1nickt has asked for the wisdom of the Perl Monks concerning the following question:
Hi all,
The doc for Regexp::Common::time ISO8601 datetimes states:
- The date separator character may be a hyphen, slash (/), period, or empty string (omitted). The two date separators must match.
- The time separator character may be a colon, a period, a space, or empty string (omitted). The two time separators must match.

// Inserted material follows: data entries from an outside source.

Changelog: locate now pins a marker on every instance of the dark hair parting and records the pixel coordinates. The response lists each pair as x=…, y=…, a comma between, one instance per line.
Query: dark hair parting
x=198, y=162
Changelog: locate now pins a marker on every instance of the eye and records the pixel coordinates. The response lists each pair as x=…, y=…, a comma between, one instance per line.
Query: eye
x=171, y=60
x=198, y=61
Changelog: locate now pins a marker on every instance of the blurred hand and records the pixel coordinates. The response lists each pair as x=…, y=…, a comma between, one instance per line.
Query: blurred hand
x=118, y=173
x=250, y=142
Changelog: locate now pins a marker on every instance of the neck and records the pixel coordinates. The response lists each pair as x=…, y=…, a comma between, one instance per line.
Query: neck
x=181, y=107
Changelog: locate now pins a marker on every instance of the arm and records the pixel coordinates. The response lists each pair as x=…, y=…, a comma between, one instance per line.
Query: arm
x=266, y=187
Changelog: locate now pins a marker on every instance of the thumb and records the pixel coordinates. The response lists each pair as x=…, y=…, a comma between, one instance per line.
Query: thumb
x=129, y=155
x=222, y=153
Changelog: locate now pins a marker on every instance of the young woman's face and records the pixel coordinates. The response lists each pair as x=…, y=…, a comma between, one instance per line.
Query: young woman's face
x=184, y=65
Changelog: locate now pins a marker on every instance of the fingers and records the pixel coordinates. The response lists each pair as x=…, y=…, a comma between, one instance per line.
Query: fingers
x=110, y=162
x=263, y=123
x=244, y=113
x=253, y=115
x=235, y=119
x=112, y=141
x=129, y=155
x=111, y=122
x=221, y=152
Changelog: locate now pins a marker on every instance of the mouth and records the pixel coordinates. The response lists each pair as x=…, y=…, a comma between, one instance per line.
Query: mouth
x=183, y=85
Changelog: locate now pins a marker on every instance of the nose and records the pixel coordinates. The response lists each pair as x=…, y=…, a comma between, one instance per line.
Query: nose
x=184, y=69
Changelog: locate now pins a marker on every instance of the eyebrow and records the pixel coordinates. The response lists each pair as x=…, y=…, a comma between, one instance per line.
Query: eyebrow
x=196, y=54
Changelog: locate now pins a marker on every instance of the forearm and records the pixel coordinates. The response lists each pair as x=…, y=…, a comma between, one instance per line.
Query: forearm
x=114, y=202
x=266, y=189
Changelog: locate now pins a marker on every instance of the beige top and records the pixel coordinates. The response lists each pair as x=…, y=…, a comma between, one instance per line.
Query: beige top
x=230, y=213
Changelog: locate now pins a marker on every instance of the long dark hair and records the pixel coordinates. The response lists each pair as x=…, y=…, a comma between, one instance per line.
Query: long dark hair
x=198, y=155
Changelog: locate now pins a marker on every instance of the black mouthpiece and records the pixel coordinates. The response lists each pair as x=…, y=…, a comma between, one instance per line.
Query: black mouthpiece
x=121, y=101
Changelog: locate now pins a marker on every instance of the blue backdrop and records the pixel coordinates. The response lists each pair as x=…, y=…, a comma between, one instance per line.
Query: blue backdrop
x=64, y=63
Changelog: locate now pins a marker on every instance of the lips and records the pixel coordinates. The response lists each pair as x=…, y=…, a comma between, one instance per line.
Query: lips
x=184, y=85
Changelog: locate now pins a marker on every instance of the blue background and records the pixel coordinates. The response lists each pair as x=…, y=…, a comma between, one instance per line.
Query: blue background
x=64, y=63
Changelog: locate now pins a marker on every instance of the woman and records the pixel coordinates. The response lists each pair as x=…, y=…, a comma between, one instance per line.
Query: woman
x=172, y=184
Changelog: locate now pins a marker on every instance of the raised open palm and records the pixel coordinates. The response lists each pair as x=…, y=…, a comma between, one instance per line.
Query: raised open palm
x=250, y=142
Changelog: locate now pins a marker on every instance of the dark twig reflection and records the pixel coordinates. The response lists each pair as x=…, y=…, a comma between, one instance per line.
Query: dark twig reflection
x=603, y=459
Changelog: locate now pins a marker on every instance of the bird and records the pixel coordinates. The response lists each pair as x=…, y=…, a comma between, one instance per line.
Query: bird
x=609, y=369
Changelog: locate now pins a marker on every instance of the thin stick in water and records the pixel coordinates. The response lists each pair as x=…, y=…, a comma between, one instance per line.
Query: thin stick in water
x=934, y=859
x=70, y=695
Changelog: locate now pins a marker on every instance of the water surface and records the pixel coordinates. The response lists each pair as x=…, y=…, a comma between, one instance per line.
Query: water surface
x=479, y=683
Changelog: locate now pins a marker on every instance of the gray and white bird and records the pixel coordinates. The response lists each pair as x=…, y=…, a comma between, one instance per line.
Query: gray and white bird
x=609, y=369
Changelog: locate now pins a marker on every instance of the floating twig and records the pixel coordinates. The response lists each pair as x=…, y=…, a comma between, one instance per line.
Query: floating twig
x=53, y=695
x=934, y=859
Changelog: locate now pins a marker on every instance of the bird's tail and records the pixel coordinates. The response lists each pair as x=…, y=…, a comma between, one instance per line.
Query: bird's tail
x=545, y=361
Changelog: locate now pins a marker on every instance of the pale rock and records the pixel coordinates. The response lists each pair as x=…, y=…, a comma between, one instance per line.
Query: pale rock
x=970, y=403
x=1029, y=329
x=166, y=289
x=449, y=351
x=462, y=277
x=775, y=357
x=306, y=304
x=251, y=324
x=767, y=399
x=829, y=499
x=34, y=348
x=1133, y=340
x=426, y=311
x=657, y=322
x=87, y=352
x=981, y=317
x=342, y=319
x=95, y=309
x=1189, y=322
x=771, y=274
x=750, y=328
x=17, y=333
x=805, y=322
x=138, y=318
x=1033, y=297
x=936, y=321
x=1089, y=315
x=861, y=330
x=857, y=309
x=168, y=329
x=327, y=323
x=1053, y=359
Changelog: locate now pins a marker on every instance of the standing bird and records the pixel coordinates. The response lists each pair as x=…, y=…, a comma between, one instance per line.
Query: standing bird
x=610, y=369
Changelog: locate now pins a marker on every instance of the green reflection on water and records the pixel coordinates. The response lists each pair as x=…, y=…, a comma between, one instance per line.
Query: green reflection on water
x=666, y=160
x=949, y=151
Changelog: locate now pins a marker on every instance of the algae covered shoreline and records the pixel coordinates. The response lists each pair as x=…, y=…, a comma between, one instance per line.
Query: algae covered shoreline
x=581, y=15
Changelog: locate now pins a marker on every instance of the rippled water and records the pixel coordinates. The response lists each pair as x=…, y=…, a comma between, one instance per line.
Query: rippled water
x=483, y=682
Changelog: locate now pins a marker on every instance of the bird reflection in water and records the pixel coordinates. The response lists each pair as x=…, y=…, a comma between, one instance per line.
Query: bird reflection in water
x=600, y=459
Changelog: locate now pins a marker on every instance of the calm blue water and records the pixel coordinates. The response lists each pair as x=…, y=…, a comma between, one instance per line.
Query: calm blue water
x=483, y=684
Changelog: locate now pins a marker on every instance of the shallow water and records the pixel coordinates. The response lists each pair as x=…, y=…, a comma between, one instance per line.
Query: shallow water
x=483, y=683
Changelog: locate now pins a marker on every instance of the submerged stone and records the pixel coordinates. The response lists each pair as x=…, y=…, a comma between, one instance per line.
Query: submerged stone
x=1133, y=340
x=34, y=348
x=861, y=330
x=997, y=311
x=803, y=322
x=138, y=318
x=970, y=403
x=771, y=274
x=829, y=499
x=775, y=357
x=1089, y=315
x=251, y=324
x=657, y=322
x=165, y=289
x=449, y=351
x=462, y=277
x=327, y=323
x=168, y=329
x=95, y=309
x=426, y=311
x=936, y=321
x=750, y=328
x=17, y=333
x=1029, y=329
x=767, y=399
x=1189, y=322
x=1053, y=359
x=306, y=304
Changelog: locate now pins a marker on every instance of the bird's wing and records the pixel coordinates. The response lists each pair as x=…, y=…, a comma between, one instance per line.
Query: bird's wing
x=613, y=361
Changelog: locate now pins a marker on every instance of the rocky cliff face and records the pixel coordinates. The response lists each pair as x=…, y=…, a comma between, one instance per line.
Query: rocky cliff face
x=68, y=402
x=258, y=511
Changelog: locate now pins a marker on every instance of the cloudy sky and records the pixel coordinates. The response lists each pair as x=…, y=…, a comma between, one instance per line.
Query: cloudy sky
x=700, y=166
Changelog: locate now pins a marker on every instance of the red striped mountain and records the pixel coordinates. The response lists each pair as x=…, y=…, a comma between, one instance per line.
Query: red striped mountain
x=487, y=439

However the standard for an ISO8601 datetime appears to additionally require that if a separator is used for the date or the time, a separator must also be used for the other component. I cannot find a spec that states this, but read on ...
Demonstrated with DateTime::Format::ISO8601 :
$ perl -Mstrict -MRegexp::Common=time -MDateTime::Format::ISO8601 -wE +' my $str = "2018-03-01T110601Z"; say "DateTime::Format: ", eval { my $dt = DateTime::Format::ISO8601->p +arse_datetime($str) } ? "valid" : "not valid: $@"; say "Regexp::Common: ", $str =~ /$RE{time}{iso}/ ? "valid" : "not vali +d"; ' DateTime::Format: not valid: Invalid date format: 2018-03-01T110601Z a +t -e line 3. eval {...} called at -e line 3 Regexp::Common: valid
Control:
$ perl -Mstrict -MRegexp::Common=time -MDateTime::Format::ISO8601 -wE +' my $str = "2018-03-01T11:06:01Z"; say "DateTime::Format: ", eval { my $dt = DateTime::Format::ISO8601->p +arse_datetime($str) } ? "valid" : "not valid: $@"; say "Regexp::Common: ", $str =~ /$RE{time}{iso}/ ? "valid" : "not vali +d"; ' DateTime::Format: valid Regexp::Common: valid
Which is right?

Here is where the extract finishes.